LeetCode 全排列
- 题目
- 解题
-
- 解题一:从第 n-1 个字符的排列组合开始构造
- 解题二:从 n-1 个字符的所有子序列的排列组合开始构建
- 解题三:回溯写法
题目
解题
解题一和二的解法思路可以参考:LeetCode《程序员面试金典》面试题 08.07. 无重复字符串的排列组合
解题一:从第 n-1 个字符的排列组合开始构造
// javascript
var permute = function(nums) {
let perms = [];
if (nums.length === 0) {
perms.push([]);
return perms;
}
let first = nums[0], remainder = nums.slice(1);
let arrs = permute(remainder);
for (let arr of arrs) {
for (let i = 0; i <= arr.length; i++) {
let newArr = insertNumAt(arr, first, i);
perms.push(newArr);
}
}
return perms;
};
var insertNumAt = function(arr, num, index) {
let before = arr.slice(0, index);
let after = arr.slice(index);
return before.concat(num, after);
}
解题二:从 n-1 个字符的所有子序列的排列组合开始构建
// javascript
var permute = function(nums) {
let perms = [];
if (nums.length === 0) {
perms.push([]);
return perms;
}
for (let i = 0; i < nums.length; i++) {
let num = nums[i];
let before = nums.slice(0, i);
let after = nums.slice(i + 1);
let arrs = permute(before.concat(after));
for (let arr of arrs) {
perms.push([num].concat(arr)); // 要将 num 构造成数组才能用 concat
}
}
return perms;
};
调用栈来传递 path:
// javascript
var permute = function(nums) {
let perms = new Array();
getPerms([], nums, perms);
return perms;
};
var getPerms = function(path, nums, perms) {
if (nums.length === 0) perms.push(path);
for (let i = 0; i < nums.length; i++) {
let before = nums.slice(0, i);
let after = nums.slice(i + 1);
let num = nums[i];
getPerms(path.push(num), before.concat(after), perms);
}
};
解题三:回溯写法
详细分析见:全排列。

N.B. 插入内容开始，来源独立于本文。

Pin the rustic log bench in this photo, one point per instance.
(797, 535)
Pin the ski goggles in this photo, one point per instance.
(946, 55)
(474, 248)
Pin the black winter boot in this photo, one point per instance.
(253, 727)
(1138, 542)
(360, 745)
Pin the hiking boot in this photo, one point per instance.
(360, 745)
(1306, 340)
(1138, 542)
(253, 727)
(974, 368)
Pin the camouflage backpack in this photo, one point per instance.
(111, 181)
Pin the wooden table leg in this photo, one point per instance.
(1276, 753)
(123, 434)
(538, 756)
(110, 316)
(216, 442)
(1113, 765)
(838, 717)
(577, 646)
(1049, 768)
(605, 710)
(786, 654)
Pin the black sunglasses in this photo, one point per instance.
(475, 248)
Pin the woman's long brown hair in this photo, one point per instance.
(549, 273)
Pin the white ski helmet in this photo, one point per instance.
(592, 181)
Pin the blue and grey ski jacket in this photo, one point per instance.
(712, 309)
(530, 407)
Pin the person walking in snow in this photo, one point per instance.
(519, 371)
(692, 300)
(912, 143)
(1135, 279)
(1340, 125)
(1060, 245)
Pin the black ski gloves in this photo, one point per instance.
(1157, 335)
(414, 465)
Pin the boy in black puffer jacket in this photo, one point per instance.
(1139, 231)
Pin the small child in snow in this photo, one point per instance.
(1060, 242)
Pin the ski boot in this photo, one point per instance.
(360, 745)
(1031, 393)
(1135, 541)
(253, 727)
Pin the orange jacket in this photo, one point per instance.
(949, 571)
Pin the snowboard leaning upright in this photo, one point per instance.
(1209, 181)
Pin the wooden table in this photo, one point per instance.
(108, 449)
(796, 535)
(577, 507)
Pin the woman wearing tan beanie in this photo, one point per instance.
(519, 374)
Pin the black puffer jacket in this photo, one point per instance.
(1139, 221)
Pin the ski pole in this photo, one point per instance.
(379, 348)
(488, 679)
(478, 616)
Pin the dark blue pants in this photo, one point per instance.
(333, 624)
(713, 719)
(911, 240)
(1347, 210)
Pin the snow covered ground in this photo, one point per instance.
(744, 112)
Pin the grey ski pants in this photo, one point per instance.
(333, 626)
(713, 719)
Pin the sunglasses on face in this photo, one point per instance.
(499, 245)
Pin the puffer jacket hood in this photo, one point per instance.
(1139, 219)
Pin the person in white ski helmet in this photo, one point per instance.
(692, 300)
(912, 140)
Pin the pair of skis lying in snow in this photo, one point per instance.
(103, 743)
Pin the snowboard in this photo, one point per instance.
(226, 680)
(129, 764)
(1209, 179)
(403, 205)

构造的方法同解法二,只是这一次没有在递归调用时传入新构造的 nums(里面全是还没有被使用过的数字),而是改用 used 来进行记录(视频解法):
// javascript
var permute = function(nums) {
let perms = new Array(), path = new Array();
let used = new Array(nums.length).fill(false);
dfs(nums, 0, used, path, perms);
return perms;
};
var dfs = function(nums, depth, used, path, perms) {
if (depth === nums.length) {
perms.push(path.slice());
return;
}
for (let i = 0; i < nums.length; i++) {
if (used[i] === true) continue;
path.push(nums[i]);
used[i] = true;
dfs(nums, depth + 1, used, path, perms);
// 回溯撤销
path.pop();
used[i] = false;
}
};
文字解法没有使用额外的 used 和 path,而是用 nums 的左侧存储 已经确立过的 path,右侧的则是尚未使用过的数字:
// javascript
var permute = function(nums) {
let perms = new Array();;
dfs(nums, 0, perms);
return perms;
};
var dfs = function(nums, depth, perms) {
if (depth === nums.length) {
perms.push(nums.slice());
return;
}
for (let i = depth; i < nums.length; i++) {
[nums[depth], nums[i]] = [nums[i], nums[depth]];
dfs(nums, depth + 1, perms);
[nums[i], nums[depth]] = [nums[depth], nums[i]]; // 回溯撤销
}
};